Rahm Emanuel, President Barack Obama’s chief of staff, addressed the General Assembly of the Jewish federations today, and the first thing he did when he took the podium was apologize for not being Obama, who canceled his scheduled appearance in order to attend a memorial for the victims of last week’s shooting at Fort Hood. The second thing Emanuel did was remind his audience that he was born in Chicago to an Israeli father, who fought in the militant Irgun movement for Israel’s establishment, and who made sure his sons grew up loving Israel.

He then gave a 20-minute address about the urgency of getting the Israeli-Palestinian peace process moving, quickly, before the latest “last, best chance” to reach a real settlement evaporates. Emanuel got warm rounds of applause for talking about America’s determination to ensure Israel’s security and guarantee its long-term future, and for calling on the Palestinians to recognize Israel’s right to exist and reject political violence. Ditto for his commendation of Israel’s efforts to promote economic development in the Palestinian territories, remove checkpoints, and support the establishment of Palestinian security forces—points that echoed yesterday’s speech by Israel’s prime minister, Benjamin Netanyahu.
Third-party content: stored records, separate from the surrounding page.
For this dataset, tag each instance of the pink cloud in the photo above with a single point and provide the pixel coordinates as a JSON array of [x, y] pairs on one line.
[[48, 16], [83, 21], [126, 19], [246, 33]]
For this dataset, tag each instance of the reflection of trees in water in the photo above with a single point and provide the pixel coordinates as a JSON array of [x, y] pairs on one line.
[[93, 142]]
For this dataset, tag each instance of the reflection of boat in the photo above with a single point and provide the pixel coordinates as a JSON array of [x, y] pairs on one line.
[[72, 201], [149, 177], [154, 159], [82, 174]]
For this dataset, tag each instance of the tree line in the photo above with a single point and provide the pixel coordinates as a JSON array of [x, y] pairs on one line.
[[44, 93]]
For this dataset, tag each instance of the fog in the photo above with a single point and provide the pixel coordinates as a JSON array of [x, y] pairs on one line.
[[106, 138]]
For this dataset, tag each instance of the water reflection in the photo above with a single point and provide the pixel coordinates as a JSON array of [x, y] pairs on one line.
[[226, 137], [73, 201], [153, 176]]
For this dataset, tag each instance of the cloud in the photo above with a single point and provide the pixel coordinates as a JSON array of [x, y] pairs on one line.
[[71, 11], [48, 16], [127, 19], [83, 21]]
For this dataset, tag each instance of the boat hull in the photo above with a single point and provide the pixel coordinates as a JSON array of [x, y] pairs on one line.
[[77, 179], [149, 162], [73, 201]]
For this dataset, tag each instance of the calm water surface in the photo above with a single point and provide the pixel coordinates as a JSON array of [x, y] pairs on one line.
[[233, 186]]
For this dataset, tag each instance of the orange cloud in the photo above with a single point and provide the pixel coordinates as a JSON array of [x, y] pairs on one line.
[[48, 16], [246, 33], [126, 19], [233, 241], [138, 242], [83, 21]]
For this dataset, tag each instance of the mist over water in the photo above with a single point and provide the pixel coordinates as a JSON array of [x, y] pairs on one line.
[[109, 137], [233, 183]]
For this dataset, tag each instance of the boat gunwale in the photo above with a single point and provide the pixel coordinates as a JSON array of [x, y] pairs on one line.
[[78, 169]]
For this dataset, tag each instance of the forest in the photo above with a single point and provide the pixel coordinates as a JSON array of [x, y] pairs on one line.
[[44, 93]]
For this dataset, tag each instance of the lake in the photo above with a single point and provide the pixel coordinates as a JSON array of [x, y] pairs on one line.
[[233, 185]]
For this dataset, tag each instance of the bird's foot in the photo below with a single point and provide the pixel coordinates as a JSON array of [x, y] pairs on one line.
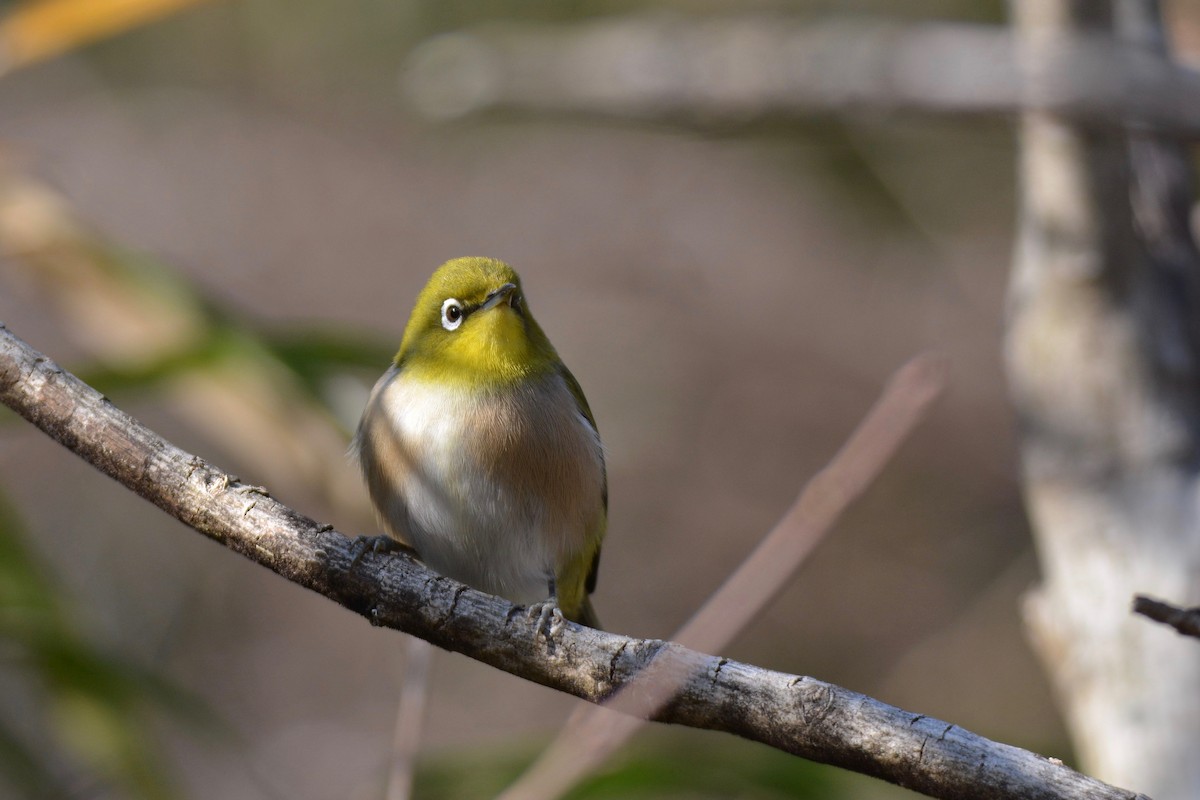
[[376, 545], [550, 618]]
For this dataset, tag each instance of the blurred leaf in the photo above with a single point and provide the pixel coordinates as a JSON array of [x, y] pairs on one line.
[[41, 29], [313, 355], [24, 770], [97, 708]]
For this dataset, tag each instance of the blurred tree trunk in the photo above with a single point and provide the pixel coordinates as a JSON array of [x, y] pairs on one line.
[[1103, 347]]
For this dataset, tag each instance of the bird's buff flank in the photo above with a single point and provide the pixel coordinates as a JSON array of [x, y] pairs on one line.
[[480, 451]]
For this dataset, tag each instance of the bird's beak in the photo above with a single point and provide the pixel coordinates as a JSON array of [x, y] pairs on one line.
[[498, 296]]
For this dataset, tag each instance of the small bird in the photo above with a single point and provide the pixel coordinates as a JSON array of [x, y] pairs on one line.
[[479, 449]]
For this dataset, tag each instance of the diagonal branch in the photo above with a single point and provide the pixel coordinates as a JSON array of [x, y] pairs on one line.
[[796, 714], [1185, 620]]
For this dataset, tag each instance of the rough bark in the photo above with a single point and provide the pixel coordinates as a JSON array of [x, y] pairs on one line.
[[1102, 350], [796, 714]]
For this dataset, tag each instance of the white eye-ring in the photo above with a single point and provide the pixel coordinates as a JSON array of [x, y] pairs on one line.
[[451, 314]]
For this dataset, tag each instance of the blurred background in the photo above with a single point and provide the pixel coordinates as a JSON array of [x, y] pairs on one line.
[[222, 220]]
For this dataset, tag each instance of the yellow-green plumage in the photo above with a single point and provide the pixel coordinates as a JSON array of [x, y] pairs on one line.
[[479, 449]]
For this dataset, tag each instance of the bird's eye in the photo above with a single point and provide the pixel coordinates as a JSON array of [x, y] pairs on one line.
[[451, 314]]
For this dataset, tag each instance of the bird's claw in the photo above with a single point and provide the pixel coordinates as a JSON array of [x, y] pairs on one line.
[[550, 618]]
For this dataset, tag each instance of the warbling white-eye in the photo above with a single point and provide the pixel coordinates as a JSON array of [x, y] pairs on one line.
[[480, 451]]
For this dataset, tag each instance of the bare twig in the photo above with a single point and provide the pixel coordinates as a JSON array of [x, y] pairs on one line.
[[796, 714], [1185, 620], [594, 733]]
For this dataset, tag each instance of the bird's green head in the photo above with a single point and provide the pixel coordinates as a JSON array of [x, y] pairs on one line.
[[472, 326]]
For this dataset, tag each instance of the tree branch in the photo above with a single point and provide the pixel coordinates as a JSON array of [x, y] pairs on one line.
[[796, 714], [1185, 620]]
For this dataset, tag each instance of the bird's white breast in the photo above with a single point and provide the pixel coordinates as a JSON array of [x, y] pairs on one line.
[[495, 488]]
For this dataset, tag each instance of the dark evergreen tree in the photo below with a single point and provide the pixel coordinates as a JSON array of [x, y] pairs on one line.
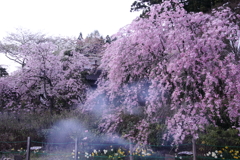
[[3, 72], [189, 5]]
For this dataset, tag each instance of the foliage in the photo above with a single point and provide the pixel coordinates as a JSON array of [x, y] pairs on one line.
[[11, 45], [3, 72], [220, 137], [189, 5], [184, 67], [53, 82], [224, 153]]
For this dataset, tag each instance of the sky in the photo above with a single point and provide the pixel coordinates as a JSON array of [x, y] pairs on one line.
[[64, 17]]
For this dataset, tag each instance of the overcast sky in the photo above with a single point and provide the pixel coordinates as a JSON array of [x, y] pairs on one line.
[[64, 17]]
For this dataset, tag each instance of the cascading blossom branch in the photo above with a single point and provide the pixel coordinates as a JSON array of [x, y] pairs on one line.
[[190, 62]]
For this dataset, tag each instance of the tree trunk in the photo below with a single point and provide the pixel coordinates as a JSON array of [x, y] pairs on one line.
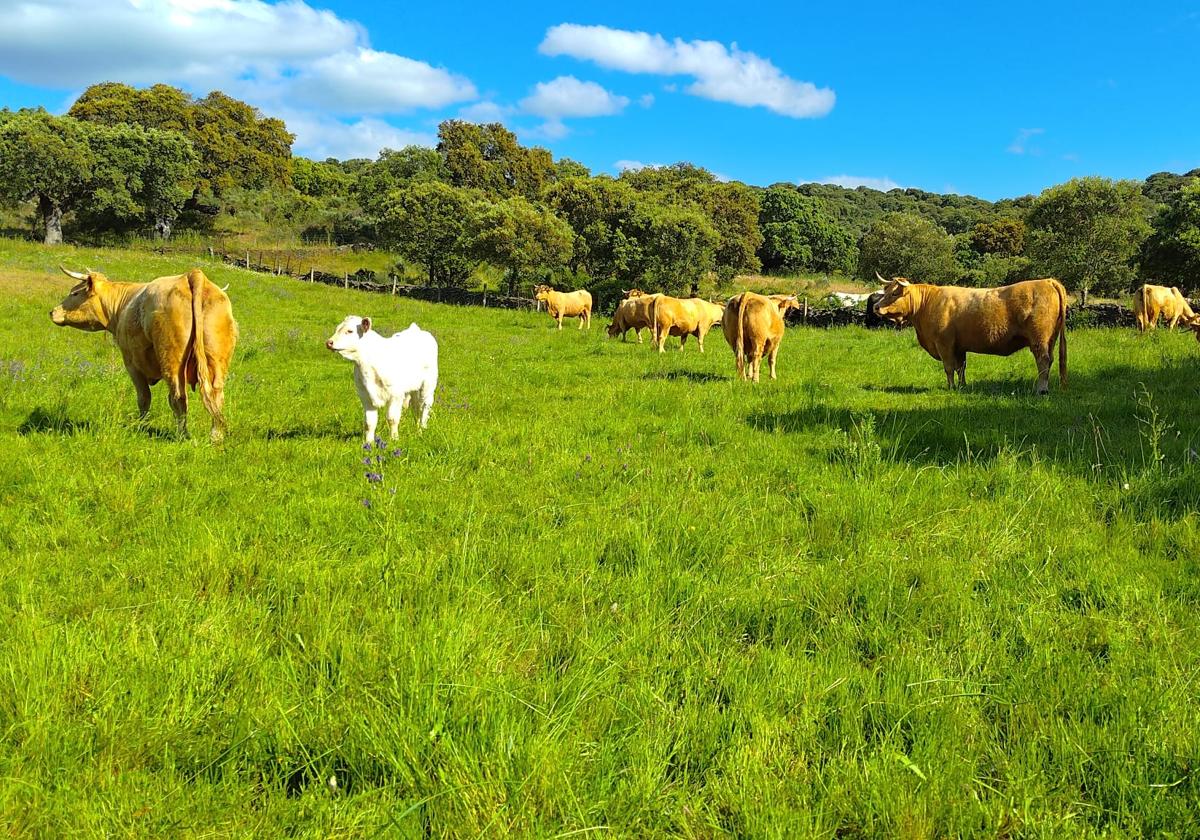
[[52, 214]]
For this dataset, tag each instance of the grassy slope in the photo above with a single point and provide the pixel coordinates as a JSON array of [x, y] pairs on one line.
[[611, 588]]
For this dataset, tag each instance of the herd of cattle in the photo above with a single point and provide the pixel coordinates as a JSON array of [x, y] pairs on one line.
[[181, 330]]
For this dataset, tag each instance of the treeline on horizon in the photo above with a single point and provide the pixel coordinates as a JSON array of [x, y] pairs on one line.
[[155, 161]]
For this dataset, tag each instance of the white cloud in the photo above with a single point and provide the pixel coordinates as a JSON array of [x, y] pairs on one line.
[[634, 166], [67, 43], [319, 137], [289, 59], [567, 96], [365, 81], [855, 181], [1020, 145], [485, 112], [719, 72]]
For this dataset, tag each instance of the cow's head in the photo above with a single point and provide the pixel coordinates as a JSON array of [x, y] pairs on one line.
[[785, 303], [347, 336], [83, 307], [898, 300]]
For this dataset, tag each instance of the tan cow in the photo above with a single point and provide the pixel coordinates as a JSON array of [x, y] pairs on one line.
[[1153, 301], [567, 305], [633, 313], [754, 327], [1194, 325], [179, 329], [683, 317], [952, 322]]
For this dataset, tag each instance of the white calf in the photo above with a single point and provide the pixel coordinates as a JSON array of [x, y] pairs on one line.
[[846, 299], [389, 372]]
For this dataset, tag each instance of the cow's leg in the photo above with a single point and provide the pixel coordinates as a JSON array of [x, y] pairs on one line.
[[370, 420], [395, 409], [143, 389], [1043, 357], [177, 395], [949, 363], [426, 397], [216, 408], [755, 360]]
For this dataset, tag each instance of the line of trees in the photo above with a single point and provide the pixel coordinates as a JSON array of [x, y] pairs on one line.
[[156, 160]]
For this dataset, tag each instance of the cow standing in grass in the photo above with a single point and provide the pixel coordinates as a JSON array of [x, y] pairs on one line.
[[952, 322], [179, 329], [391, 373], [567, 305], [1151, 303], [633, 313], [683, 317], [754, 327]]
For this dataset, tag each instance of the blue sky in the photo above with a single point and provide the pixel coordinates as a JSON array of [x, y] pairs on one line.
[[994, 100]]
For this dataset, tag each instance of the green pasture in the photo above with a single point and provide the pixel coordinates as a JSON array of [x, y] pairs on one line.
[[607, 593]]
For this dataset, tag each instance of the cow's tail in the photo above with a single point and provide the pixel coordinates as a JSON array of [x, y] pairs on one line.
[[739, 352], [1062, 334], [196, 281], [654, 321]]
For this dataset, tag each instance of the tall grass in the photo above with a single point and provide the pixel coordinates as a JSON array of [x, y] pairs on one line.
[[606, 589]]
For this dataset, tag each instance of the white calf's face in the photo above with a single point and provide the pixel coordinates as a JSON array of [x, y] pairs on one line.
[[347, 335]]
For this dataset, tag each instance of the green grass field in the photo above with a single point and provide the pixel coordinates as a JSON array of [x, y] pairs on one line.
[[606, 593]]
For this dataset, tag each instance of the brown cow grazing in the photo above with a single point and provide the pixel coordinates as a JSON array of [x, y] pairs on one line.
[[683, 317], [567, 305], [633, 313], [1150, 303], [754, 327], [1194, 325], [179, 329], [952, 322]]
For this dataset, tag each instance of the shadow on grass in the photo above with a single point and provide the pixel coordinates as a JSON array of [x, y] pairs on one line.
[[690, 376], [312, 432], [52, 421], [1102, 421]]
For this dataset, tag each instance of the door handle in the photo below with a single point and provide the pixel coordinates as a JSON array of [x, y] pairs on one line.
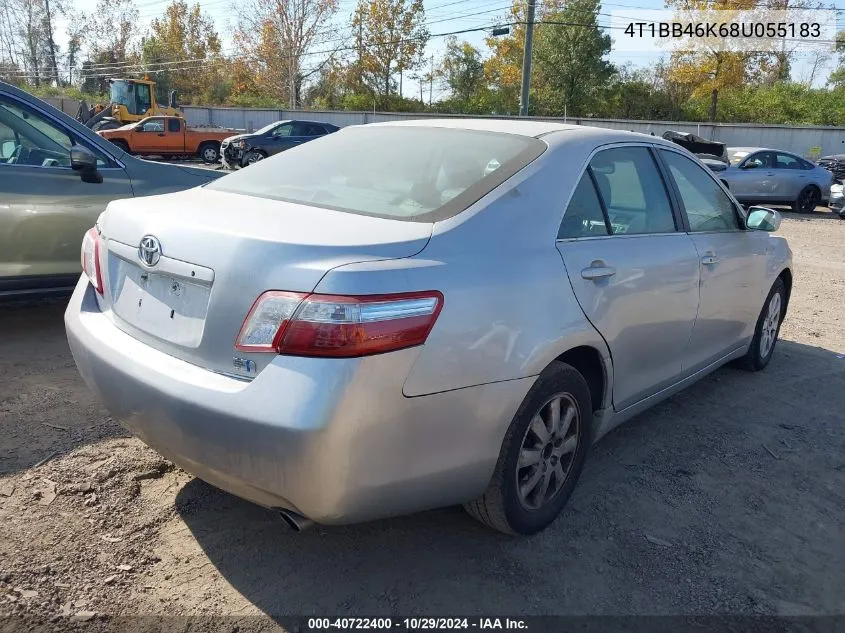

But the applause dropped off once he started talking about Obama’s insistence that Israel halt settlement construction and fell to scattered, at best, as he warned Israel against taking any unilateral actions—prompting Emanuel, who made an early crack about name-checking Chicago every time he wanted to generate cheers, to interrupt himself. “I’m getting weaker here, guys,” he chided the crowd, drawing grudging laughs.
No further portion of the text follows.